Due to the continuous invasions, our holy fathers were always in danger and often fell victim to the invaders, therefore they used to hide Christian treasure hoping that someone would find them and restore the church demolished by the enemies and in this way glorify the Lord.

There was a cultural center in Gareji complex and when the monks learned about the new conqueror’s invasion in Georgia, they ultimately buried all the holly treasure.

When Shah-Abbas came to Georgia in 1615, he killed 6,000 monks in David Gareji Monastery in one night.

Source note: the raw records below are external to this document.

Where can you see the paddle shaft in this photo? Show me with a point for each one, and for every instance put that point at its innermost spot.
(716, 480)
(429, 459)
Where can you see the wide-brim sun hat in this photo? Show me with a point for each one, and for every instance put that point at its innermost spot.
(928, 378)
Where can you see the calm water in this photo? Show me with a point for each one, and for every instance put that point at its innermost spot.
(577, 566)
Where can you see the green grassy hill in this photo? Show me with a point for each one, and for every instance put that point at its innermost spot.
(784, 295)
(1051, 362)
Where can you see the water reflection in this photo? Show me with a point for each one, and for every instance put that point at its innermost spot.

Apart from that he robbed the monastery hoping to find treasure in this huge center of theological and cultural activities.
However, there was nothing valuable, because the epoch of the Golden Georgia was over at that time. Yet the monks still managed to hide away some copper utensils and household items masterfully crafted by Georgian craftsmen, that today represent valuable treasure for Georgian culture and history.
The copper vessels were not buried very deeply; it seems that the monks were in a hurry while digging the hole. Four hundred-year-old vessels have been preserved perfectly until today as if they were buried just four years ago. These unique vessel, crafted by the hands of Georgian masters together with other tools discovered at the place, represent an integral part of Georgian culture”, - Nodar Bakhtadze explains.